3. Pequenas Indulgências (Small Indulgences)
O conceito original: O hábito de se recompensar com pequenos luxos acessíveis para aliviar o estresse diário, diante da impossibilidade de grandes gastos.
No turismo atual: Explica a alta na procura por “micro experiências de luxo”. O viajante pode não comprar uma viagem de um mês pela Europa, mas ele economiza para passar um fim de semana em um hotel boutique premium na sua própria região, pagar por um menu degustação exclusivo assinado por um chef renomado ou fechar um day use em um spa de alto padrão.
4. Egonomia (Egonomics)
O conceito original: A obsessão do cliente em ser reconhecido como um indivíduo único, exigindo personalização extrema e rejeitando a massificação.
No turismo atual: É a base das viagens forfait (totalmente customizadas) e dos chamados Elopement Weddings (casamentos intimistas celebrados em cenários paradisíacos apenas para o casal ou pouquíssimos convidados). O cliente não aceita mais roteiros de prateleira; ele quer uma engenharia de serviços desenhada sob medida para o seu estilo de vida.
5. Saque (Cashing Out)
O conceito original: O desejo de desacelerar, escapar do ritmo frenético das metrópoles e buscar um estilo de vida mais simples, voltado à natureza.

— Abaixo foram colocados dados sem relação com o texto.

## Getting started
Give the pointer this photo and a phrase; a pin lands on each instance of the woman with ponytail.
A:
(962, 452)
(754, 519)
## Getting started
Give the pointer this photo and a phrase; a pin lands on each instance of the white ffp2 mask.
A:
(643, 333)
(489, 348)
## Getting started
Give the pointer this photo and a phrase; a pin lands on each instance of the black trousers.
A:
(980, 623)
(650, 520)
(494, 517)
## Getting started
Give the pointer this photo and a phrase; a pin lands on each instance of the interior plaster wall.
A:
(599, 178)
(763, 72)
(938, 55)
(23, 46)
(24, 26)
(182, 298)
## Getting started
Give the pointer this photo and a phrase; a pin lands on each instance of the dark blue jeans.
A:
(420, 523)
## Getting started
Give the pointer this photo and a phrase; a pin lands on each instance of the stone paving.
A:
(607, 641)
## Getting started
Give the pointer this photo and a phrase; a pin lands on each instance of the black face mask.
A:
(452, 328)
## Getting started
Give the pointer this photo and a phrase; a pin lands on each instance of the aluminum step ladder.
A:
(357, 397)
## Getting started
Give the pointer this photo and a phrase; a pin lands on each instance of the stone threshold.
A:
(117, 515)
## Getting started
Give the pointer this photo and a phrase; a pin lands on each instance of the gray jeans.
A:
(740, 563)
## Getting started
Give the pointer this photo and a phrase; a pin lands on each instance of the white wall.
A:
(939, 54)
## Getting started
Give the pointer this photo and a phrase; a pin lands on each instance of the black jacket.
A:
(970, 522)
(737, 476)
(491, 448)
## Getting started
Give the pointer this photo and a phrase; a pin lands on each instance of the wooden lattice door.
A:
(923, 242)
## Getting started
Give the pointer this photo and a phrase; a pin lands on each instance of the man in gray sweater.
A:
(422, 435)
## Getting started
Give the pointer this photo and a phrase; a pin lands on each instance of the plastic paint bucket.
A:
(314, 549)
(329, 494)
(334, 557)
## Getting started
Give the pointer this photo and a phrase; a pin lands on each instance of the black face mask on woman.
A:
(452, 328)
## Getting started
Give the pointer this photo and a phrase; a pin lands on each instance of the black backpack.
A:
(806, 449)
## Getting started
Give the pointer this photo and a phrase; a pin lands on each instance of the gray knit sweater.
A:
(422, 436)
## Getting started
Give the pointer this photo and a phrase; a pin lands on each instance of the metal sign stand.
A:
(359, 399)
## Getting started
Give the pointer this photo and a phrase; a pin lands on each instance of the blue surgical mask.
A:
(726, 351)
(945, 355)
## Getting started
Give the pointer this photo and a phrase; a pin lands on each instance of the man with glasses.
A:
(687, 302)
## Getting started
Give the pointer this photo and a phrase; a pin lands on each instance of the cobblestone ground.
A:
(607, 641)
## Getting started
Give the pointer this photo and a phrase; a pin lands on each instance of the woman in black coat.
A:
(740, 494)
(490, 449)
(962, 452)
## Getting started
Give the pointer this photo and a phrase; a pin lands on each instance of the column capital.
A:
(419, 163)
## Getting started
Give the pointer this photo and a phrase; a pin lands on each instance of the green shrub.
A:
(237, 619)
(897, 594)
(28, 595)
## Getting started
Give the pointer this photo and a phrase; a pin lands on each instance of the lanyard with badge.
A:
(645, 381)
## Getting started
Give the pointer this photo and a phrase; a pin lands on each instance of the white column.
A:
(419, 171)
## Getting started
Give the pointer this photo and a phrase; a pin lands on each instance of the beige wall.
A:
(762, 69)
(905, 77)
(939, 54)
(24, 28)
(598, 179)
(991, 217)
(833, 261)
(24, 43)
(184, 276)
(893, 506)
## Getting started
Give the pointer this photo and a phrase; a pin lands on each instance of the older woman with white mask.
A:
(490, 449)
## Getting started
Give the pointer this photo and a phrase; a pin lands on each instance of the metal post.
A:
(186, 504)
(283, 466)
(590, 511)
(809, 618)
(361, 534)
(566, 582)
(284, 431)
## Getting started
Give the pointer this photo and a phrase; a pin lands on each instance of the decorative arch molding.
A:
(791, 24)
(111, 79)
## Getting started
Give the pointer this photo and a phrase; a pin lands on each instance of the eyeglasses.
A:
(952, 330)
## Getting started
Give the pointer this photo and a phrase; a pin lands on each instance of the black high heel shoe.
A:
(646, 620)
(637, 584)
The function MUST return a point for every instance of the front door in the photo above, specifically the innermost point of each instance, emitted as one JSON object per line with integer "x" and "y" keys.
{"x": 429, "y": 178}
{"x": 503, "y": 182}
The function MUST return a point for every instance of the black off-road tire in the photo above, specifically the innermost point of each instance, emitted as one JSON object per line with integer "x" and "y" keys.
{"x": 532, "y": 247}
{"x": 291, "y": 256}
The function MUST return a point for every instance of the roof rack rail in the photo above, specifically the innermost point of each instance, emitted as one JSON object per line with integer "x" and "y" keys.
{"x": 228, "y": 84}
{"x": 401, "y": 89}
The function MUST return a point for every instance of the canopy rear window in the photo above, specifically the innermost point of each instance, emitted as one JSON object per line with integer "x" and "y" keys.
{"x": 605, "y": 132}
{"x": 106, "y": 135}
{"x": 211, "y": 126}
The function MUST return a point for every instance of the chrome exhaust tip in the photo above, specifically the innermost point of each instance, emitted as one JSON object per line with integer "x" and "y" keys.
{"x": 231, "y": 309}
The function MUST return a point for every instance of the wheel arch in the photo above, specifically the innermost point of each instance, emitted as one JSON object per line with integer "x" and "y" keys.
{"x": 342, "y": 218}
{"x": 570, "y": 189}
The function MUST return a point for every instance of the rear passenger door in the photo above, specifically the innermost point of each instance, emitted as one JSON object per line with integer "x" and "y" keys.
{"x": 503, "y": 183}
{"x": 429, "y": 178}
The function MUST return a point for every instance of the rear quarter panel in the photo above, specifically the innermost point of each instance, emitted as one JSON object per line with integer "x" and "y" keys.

No turismo atual: É o combustível do Turismo de Aventura, do Cicloturismo e do Slow Travel. A proliferação de grupos de corrida de rua, ciclistas de mountain bike e viajantes que buscam destinos rurais mostra que o turista usa a viagem como um manifesto de desconexão e resgate do seu próprio ritmo biológico.
6. Rejuvenescimento (Downaging)
O conceito original: O comportamento de adultos que abraçam o envelhecimento biológico, mas resgatam a sua “criança interior”, consumindo produtos que remetem à juventude, diversão e nostalgia.
No turismo atual: Vemos essa força na explosão dos hotéis focados em bem-estar holístico, spas e retiros de longevidade, mas também no turismo nostálgico. Destinos que promovem gincanas retrô, parques temáticos que atraem adultos sem filhos e experiências que provocam o brincar provam que viajar é a ferramenta definitiva para se sentir jovem.
7. Sobreviver (Being Alive)
O conceito original: A busca ativa por saúde, qualidade de vida e longevidade, levando o consumidor a questionar indústrias tradicionais e investigar a fundo o que consome.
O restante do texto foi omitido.